Recently, some of the seniors taking AP Psychology, informed by their research on the importance of sleep, sent letters to the administration with ideas to provide peers with greater opportunities to get increased REM time. Although they used many of the same sources for their research, their recommendations varied widely to include ideas for later start times, earlier start times, nap times, non-instructional days and non-test days.
There is nothing new or unusual about a group of people researching the same topic and coming up with opposing conclusions. Educators, economists, physicians, judges and people from every imaginable walk of life use the same data to come up with different conclusions daily. So, how does one know if a decision or plan is a good one?
Our seniors, like other emerging adults, are developing a personal philosophy, core values, and belief systems that will guide their decisions. Good people - like good institutions - are grounded in a philosophy, core values, and belief systems.
The Five Core Values at Shorecrest: Responsibility, Respect, Integrity, Knowledge and Compassion, were identified by the community two years ago and are a focus of the work teachers, coaches, directors and other members of the community do with our students at Shorecrest. We trust that the same values are being taught at home.
In our ever-changing and complex world we and our children are confronted with points of view that challenge traditions, beliefs and practices. At one period of my life, I worked on my father’s cattle farm. Beef was commonly served in our home. And while my physicians have provided me with information to limit consumption of red meat, from time to time I will still enjoy a burger or steak. However, my son, who knows a great deal more about nutrition than I, and who practices a vegetarian lifestyle for both health and sustainability reasons, makes a great case regarding the inefficient use of food and energy to produce meat products. I appreciate that he does not over-impose his personal beliefs on family and friends, and I also appreciate that his definition of responsible consumption of resources is valid. He offers a thoughtful challenge to the lifestyle I have chosen.
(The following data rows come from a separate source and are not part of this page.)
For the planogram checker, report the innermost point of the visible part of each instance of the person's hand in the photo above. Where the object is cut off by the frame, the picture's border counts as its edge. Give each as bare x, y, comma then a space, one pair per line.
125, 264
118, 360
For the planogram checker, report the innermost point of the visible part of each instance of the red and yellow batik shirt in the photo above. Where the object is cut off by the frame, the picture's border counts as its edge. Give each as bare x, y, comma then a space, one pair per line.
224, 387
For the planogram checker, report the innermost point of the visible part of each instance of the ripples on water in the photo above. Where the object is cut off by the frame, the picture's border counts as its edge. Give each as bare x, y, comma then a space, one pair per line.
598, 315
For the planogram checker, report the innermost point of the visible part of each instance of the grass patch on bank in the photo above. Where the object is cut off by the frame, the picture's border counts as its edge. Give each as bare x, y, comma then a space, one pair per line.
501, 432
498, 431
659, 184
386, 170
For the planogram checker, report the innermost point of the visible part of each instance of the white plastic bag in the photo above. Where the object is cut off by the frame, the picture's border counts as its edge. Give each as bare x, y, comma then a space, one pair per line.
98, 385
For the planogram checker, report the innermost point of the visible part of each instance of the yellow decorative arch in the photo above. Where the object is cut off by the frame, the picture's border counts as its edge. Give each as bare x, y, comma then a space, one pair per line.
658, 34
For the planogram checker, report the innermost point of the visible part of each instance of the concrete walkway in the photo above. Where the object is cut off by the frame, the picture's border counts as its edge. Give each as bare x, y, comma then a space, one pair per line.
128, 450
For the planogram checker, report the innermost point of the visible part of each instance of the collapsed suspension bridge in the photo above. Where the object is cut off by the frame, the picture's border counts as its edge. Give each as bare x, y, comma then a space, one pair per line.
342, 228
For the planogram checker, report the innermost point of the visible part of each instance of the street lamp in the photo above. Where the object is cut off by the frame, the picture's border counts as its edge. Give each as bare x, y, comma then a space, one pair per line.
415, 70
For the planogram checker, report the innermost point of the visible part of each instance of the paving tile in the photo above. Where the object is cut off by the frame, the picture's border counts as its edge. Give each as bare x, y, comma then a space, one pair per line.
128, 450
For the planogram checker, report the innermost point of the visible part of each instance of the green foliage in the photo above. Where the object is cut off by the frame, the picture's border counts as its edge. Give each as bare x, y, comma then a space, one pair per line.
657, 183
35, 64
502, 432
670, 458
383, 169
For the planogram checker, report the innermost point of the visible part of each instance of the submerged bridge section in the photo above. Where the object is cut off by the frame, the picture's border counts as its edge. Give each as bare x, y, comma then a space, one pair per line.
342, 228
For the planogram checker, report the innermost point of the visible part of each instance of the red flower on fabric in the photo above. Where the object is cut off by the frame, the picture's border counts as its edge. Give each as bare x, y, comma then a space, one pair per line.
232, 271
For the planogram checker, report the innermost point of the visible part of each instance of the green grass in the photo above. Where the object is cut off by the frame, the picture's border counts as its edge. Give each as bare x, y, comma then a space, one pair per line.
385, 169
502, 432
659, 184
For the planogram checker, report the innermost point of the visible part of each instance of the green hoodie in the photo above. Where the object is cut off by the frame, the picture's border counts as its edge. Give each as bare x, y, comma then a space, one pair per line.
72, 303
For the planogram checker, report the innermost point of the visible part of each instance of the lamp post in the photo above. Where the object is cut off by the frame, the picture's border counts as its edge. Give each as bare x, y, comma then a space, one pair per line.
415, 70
The point here is that we both embrace responsibility as a core value. When it comes to food production and consumption, his definition and application is different from mine. I am not convinced that one of us has to be right and the other wrong. Instead, because I value ethical choices, he is entitled to live as he wishes and I will do what is right for me. No one has to be the good guy or the bad guy. Instead, we live within the boundaries that we have established as acceptable behavior. The boundaries allow us to be respectful and responsible even when we disagree. Hopefully, all of our children and students are developing a personal philosophy that allows for different points of view.